The last time OSFI took control of a foreign bank branch was in 2016, when Germany’s banking regulator suspended Maple Bank GmbH after a tax refund dispute cast doubt over the institution’s stability. Maple’s business in Canada included securitization of mortgage receivables, fixed-income trading and structured finance, as well as a small amount of wholesale deposits from German depositors.

Within a week of Germany’s regulator shuttering the foreign bank, OSFI moved to liquidate its Canadian operations. Months later, Toronto-based Equitable Group struck a deal with the Canada Mortgage and Housing Corp. to buy $3.1-billion of mortgage-backed security pools issued by Maple’s domestic arm.

If OSFI moves SVB Canada into insolvency proceedings, the regulator will be able to launch an auction to seek out a buyer for the bank’s assets. SVB’s U.K. subsidiary – which did hold customer deposits – was sold to HSBC Group PLC for one pound on Monday. Meanwhile, U.S. regulators are still searching for a buyer of the bank’s U.S. business.

The startup lender’s arrival in Canada four years ago helped stoke competition in the banking sector as the country’s largest financial institutions – including RBC, CIBC and National Bank of Canada – expanded their own tech lending businesses to grab market share in a then-flourishing sector.
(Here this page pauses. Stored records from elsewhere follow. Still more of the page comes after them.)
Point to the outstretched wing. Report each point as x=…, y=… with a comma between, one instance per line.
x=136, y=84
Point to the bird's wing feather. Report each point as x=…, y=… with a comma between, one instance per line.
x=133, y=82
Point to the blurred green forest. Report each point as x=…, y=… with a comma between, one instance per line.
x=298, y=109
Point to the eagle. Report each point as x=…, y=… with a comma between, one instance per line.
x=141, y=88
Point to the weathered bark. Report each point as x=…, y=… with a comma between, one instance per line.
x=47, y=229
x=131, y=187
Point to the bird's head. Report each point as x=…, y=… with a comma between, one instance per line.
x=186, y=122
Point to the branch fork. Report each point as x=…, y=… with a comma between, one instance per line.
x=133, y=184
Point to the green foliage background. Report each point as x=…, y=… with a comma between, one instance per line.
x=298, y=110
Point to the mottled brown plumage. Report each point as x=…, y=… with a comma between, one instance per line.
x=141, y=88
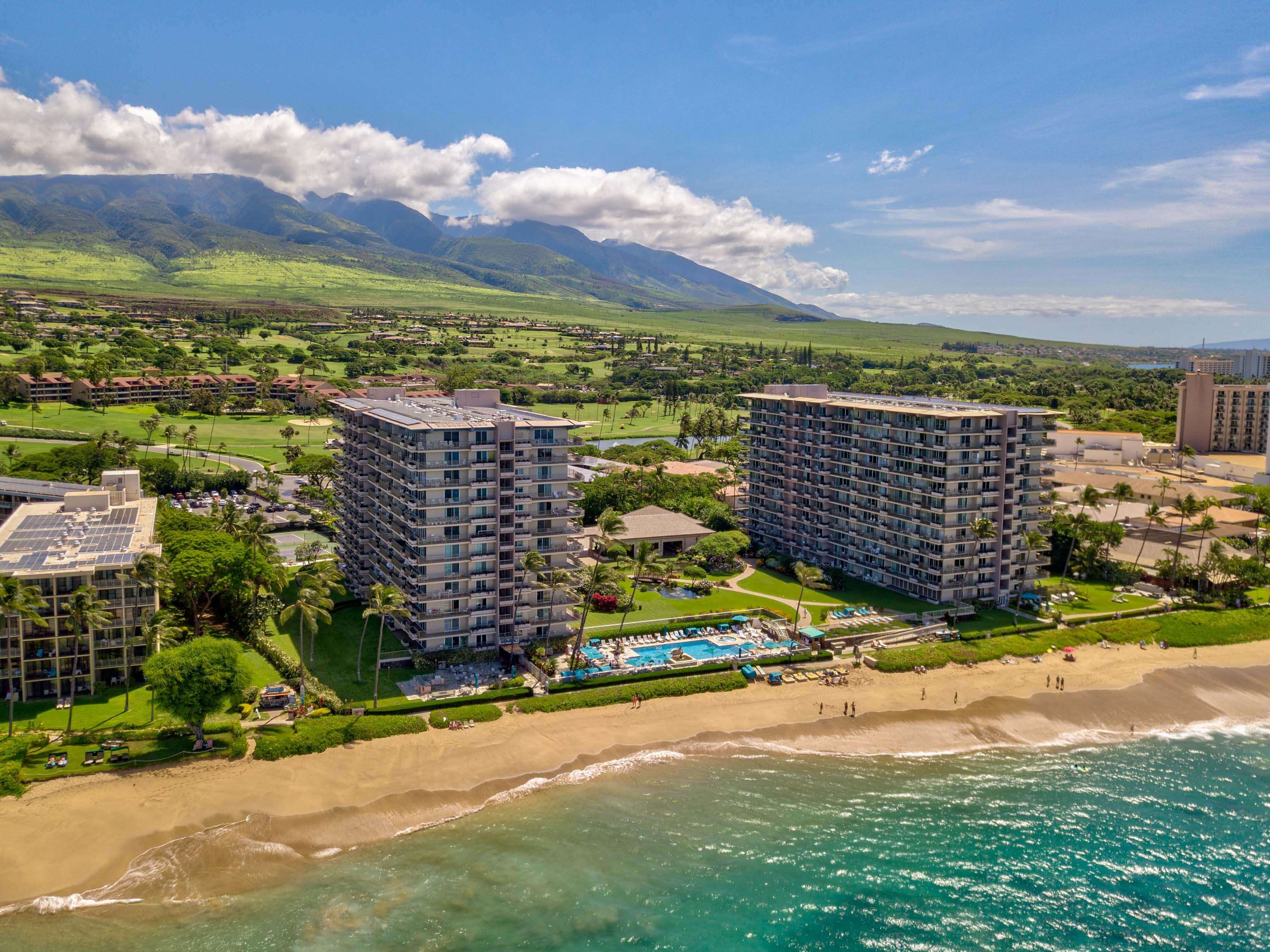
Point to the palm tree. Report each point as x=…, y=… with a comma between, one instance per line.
x=531, y=561
x=87, y=612
x=313, y=607
x=808, y=578
x=1121, y=493
x=23, y=599
x=392, y=604
x=1188, y=508
x=645, y=558
x=155, y=629
x=610, y=526
x=1155, y=516
x=1089, y=497
x=323, y=578
x=590, y=582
The turmoil in U.S. banking also threatens to throw a wrench in some Canadian banks’ expansion plans.

Nashville-based First Horizon Corp. struggled again Monday, with its shares falling 20 per cent, bringing their total loss to 35 per cent over the past two weeks. The drop has major implications for Toronto-Dominion Bank, which has a pending deal to buy First Horizon for US$13.4-billion.

TD agreed to buy First Horizon for US$25 per share. The U.S. bank’s share price closed at US$16.04 on Monday. But the proposed acquisition was already facing challenges before Silicon Valley Bank collapsed. TD disclosed in early March that the deal was struggling to receive regulatory approvals in a timely manner and that the two banks had not yet agreed on extending the merger deadline past May 27.
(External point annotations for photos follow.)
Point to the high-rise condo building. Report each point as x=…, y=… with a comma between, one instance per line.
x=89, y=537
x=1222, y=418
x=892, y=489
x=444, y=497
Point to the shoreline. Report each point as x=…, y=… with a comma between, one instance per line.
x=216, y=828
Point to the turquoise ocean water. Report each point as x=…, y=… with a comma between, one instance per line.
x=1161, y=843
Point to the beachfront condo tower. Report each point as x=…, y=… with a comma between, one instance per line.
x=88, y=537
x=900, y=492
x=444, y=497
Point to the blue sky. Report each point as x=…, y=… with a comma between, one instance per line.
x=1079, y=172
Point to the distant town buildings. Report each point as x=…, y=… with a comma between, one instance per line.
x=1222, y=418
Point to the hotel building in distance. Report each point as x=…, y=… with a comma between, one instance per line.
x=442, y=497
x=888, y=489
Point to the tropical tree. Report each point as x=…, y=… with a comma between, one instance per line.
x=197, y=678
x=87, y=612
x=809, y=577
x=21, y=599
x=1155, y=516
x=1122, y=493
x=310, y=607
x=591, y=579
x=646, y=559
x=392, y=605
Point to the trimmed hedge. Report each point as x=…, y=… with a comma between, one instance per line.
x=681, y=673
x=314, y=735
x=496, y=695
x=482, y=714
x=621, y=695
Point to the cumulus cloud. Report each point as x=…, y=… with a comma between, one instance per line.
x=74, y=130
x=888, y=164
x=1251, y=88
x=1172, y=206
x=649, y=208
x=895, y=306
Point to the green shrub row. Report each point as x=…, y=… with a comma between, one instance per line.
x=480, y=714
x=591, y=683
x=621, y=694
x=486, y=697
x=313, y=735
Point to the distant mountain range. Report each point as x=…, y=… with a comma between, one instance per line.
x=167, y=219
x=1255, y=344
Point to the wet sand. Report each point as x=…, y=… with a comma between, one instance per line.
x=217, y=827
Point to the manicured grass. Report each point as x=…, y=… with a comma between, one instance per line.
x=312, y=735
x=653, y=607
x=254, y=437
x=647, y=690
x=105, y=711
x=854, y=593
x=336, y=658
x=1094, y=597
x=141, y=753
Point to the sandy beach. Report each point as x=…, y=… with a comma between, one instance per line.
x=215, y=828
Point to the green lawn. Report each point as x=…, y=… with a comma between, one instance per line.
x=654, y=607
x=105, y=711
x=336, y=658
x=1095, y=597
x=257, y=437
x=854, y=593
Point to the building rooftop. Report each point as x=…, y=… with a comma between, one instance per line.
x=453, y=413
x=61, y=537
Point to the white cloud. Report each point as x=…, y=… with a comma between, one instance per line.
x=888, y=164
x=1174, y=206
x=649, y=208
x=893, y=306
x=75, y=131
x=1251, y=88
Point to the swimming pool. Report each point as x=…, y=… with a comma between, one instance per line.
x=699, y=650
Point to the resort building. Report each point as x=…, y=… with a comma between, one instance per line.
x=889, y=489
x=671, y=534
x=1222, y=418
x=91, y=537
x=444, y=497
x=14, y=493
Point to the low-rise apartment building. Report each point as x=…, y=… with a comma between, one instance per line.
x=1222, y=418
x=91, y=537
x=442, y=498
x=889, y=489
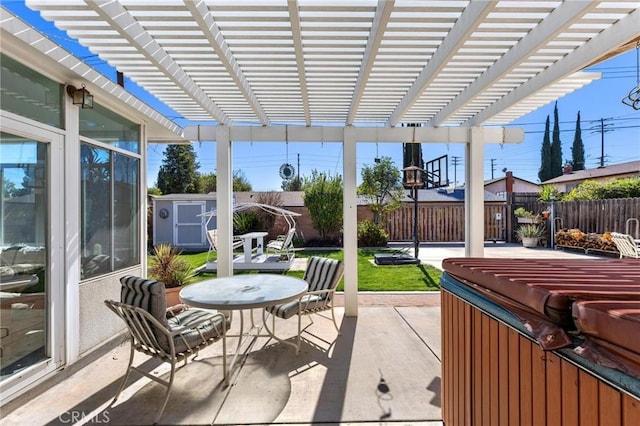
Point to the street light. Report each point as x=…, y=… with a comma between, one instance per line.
x=552, y=218
x=412, y=180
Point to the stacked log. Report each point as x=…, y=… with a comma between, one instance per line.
x=591, y=241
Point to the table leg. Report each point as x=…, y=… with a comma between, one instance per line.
x=260, y=245
x=247, y=250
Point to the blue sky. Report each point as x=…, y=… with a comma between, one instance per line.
x=260, y=162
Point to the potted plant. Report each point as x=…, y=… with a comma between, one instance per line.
x=167, y=266
x=530, y=234
x=525, y=216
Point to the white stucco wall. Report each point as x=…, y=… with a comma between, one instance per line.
x=97, y=323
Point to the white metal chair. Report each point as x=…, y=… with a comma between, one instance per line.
x=626, y=245
x=323, y=275
x=212, y=237
x=283, y=243
x=170, y=335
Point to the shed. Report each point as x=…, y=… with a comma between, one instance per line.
x=178, y=220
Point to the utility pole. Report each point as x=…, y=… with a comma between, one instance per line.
x=602, y=142
x=604, y=127
x=455, y=160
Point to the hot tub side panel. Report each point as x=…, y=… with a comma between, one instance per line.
x=494, y=374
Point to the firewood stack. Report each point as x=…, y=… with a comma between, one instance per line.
x=591, y=241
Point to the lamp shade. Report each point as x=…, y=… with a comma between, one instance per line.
x=81, y=96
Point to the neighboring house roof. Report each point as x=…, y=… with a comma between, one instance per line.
x=185, y=197
x=600, y=172
x=490, y=181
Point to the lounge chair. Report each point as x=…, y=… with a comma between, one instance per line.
x=283, y=243
x=626, y=245
x=322, y=275
x=170, y=335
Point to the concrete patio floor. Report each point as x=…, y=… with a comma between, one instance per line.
x=394, y=341
x=334, y=380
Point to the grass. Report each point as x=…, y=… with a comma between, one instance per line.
x=371, y=277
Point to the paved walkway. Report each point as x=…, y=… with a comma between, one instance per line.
x=333, y=380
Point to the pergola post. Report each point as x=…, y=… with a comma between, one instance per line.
x=350, y=223
x=474, y=194
x=224, y=201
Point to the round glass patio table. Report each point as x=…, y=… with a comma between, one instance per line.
x=246, y=291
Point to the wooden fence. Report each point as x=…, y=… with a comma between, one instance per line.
x=599, y=216
x=444, y=223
“We will continue to assume that TD is committed to the transaction and that the acquisition will eventually be approved until facts suggest otherwise, but we recognize the uncertainty with the situation that could cause some volatility with TD’s stock,” RBC Capital Markets analyst Darko Mihelic said in a note to clients.

Elizabeth Goldenshtein, a spokesperson for TD, said the bank had no update on the transaction on Monday.